En dépit de la fronde antigouvernementale du printemps dernier, place Taksim à Istanbul, et des violentes manifestations de rue, Recep Tayyip Erdogan a réussi son pari. Sérieusement contesté dans les médias et sur les réseaux sociaux à travers une campagne alimentée par la confrérie de l’imam Fethullah Gülen, son ancien allié qui l’accuse de corruption et de dérive autoritaire, il a remporté les élections municipales et réalisé le « grand chelem » en plaçant l’AKP (45% des voix) à la tête des mairies des grandes villes.
Conforté dans son pouvoir, Erdogan a promis de « faire payer » ceux qui, selon lui, ont ourdi une machination pour le faire tomber. « Nous les poursuivrons jusque dans leur repaire.
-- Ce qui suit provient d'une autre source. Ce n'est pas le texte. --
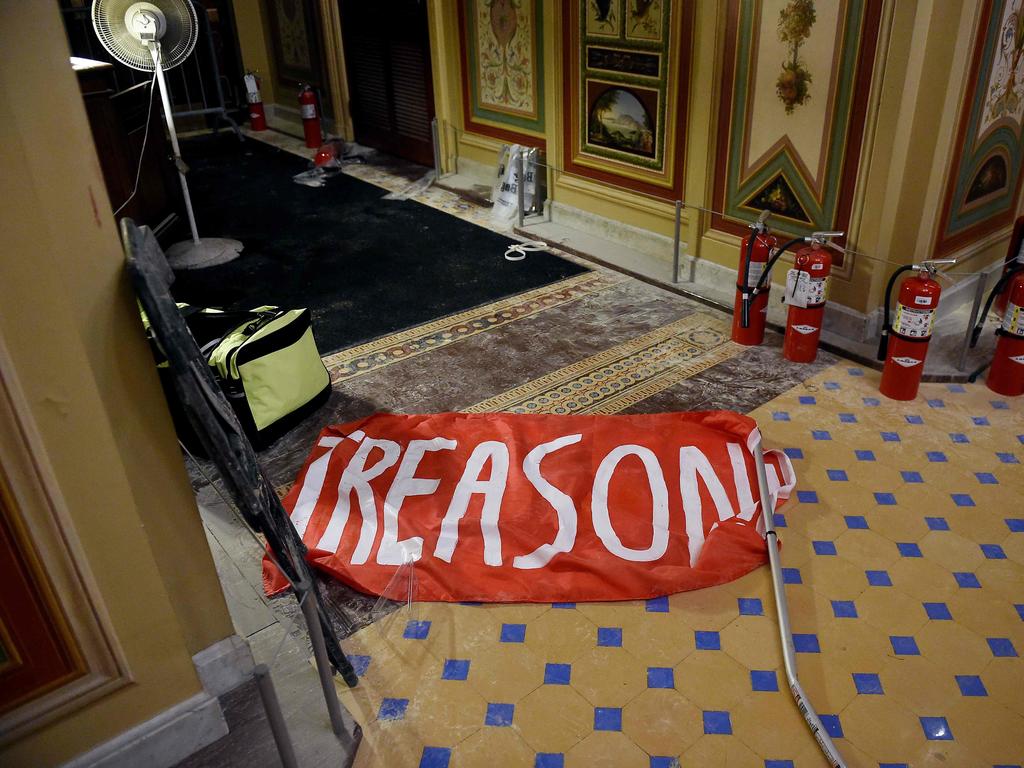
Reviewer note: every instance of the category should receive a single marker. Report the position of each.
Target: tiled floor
(903, 551)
L’heure du nettoyage devant la justice est venue », a-t-il lancé à l’issue de l’élection.
Mais cette victoire confortable ne devrait pas mettre fin à la crise politique qui déstabilise la Turquie depuis un an. D’autres scrutins se profilent dans les prochains mois : la présidentielle en août et des législatives, au plus tard en 2015.
L’opposition n’est en tout cas pas parvenue à rassembler au-delà de son électorat traditionnel. Le CHP (centre-gauche), qui réalise 27,9 % à l’échelle nationale, ne réussit pas à l’emporter dans les grandes agglomérations, sauf dans les villes d’Izmir et de Hatay. Le Parti de l’action nationaliste (MHP, ultranationaliste) stagne à 15,2 %. Dans la capitale, Ankara, le scrutin a été particulièrement serré et le résultat contesté par la rue qui demande un recomptage ainsi que dans une quinzaine de mairies où des pannes d’électricité suspectes ont perturbé le décompte. Dans le sud-est du pays, à majorité kurde, les électeurs qui soutiennent massivement le BDP, vitrine politique du PKK, place ce parti en position favorable pour négocier avec le gouvernement.
Stratégie de la tension
« Le peuple a aujourd’hui déjoué les plans sournois et les pièges immoraux (...) ceux qui ont attaqué la Turquie ont été démentis », a scandé Erdogan, paradant devant des milliers de partisans en liesse réunis le 30 mars devant le quartier général de l’AKP à Ankara. « Il n’y aura pas d’Etat dans l’Etat, l’heure est venue de les éliminer », a poursuivi le chef du gouvernement face à la foule de ses partisans qui proclamait : « la Turquie est fière de toi ».
Après douze ans d’un pouvoir sans partage à la tête de la Turquie, le Premier ministre confirme ainsi qu’il reste le personnage le plus charismatique du pays mais aussi le plus controversé : acclamé par ceux qui voient en lui l’artisan du décollage économique du pays, mais décrit par l’opposition comme un « sultan » ou un « dictateur » islamiste.
Le ton est donné et les prochains mois devraient accroître les tensions entre le pouvoir et l’opposition. Malmené par les révélations, le gouvernement a répondu par des purges dans l’administration et des mesures autoritaires, notamment le blocage de Twitter et de YouTube, qui lui ont valu une avalanche de critiques en Turquie comme à l’étranger.
Malgré les appels au calme du chef de l’Etat Abdullah Gül, la crise politique qui agite le pays semble devoir se poursuivre jusqu’à la présidentielle ou plus en cas de victoire de Recep Tayyip Erdogan, qui est soupçonné de vouloir modifier la constitution pour instaurer un régime présidentiel.
« Erdogan va devenir plus autoritaire et la Turquie se polariser, avec des risques d’émeutes », affirme Soner Cagaptay, du Washington Institute, cité par l’AFP.
Cette analyse rejoint celle du politologue Ahmet Insel, qui affirme dans un entretien publié dans le quotidien français Libération à la veille des élections : « Erdogan est mortellement blessé, mais il ne tombera pas tout de suite. Quoi qu’il arrive, il ne pourra plus se libérer de ces accusations. Soit il est jugé, ce qui suppose qu’il perde son immunité, soit il cherchera à les étouffer. Mais combien de temps le pourra-t-il ? Même s’il cherche à étouffer les affaires, il sait qu’elles risquent de lui exploser à tout moment à la figure. Il va donc se mettre en position défensive, ce qui chez lui veut dire l’attaque. Jusqu’à présent, cette stratégie de tension s’est toujours révélée payante pour Erdogan ».